The worst part of this shit stew is the Batmobile. Every Batmobile sequence in the game is terrible. Every. Single. One. The car itself has two distinct handling types - tank mode and full-on classic "race through the streets" Batmobile mode. The controls for both are stunningly awful. At least with tank mode, I could move slowly enough to navigate the streets, whereas in Batmobile road, I slipped and slid all over the damn place like I was playing some godawful Ridge Racer iteration. The car is, unfortunately, a huge part of the game's missions too. Forced stealth tank missions have the player following and evading invincible tanks over small stretches of land. If I'm driving a fucking tank, I don't want to be sneaking and hiding. I want to be blowing shit up all the time. The developers have given the player the coolest weapon in the Batman's arsenal and immediately neutered it. It's bush league game design - and the missions repeat themselves, multiple times.

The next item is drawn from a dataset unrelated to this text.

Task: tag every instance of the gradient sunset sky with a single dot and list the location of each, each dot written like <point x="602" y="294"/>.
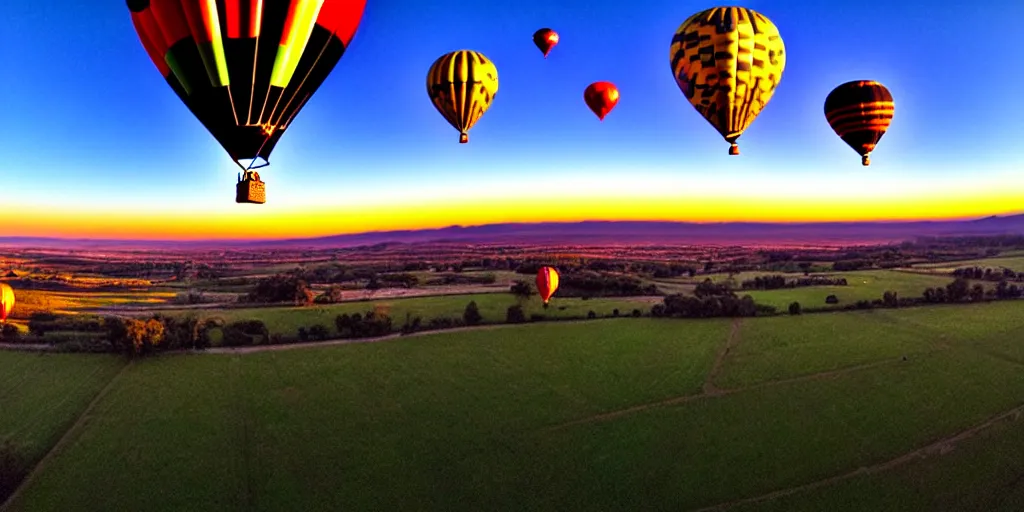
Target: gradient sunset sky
<point x="97" y="145"/>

Remember above when I said that instead of innovating on the games' mechanics wasn't exactly a priority? It's even less so within Arkham Knight itself. The whole point of playing a superhero game is to make the player feel powerful and maybe tell a good story. Arkham Knight almost gets the latter right, except that it insists yet again on focusing the story on the relationship between the Joker and Batman. These two have been going at it for seventy plus years. If their story was meat cooking on a barbecue, there would be nothing left but a few cold ashes. I'm bored of the Joker and Batman's dance. Have the balls to tell a fresher story, something that maybe concentrates on one of the many other foes Batman has come up against. One of his other enemies desperately needs the Frank Miller touch, so why not try to do that in video game form?
Arkham Knight sorely disappointed me. In 2015, this kind of bad game design from a AAA title is largely inexcusable, especially from a franchise where even a copy-and-paste game was pretty excellent. I do not recommend this, even to the most die-hard of Batman fans. It's a waste of money and time.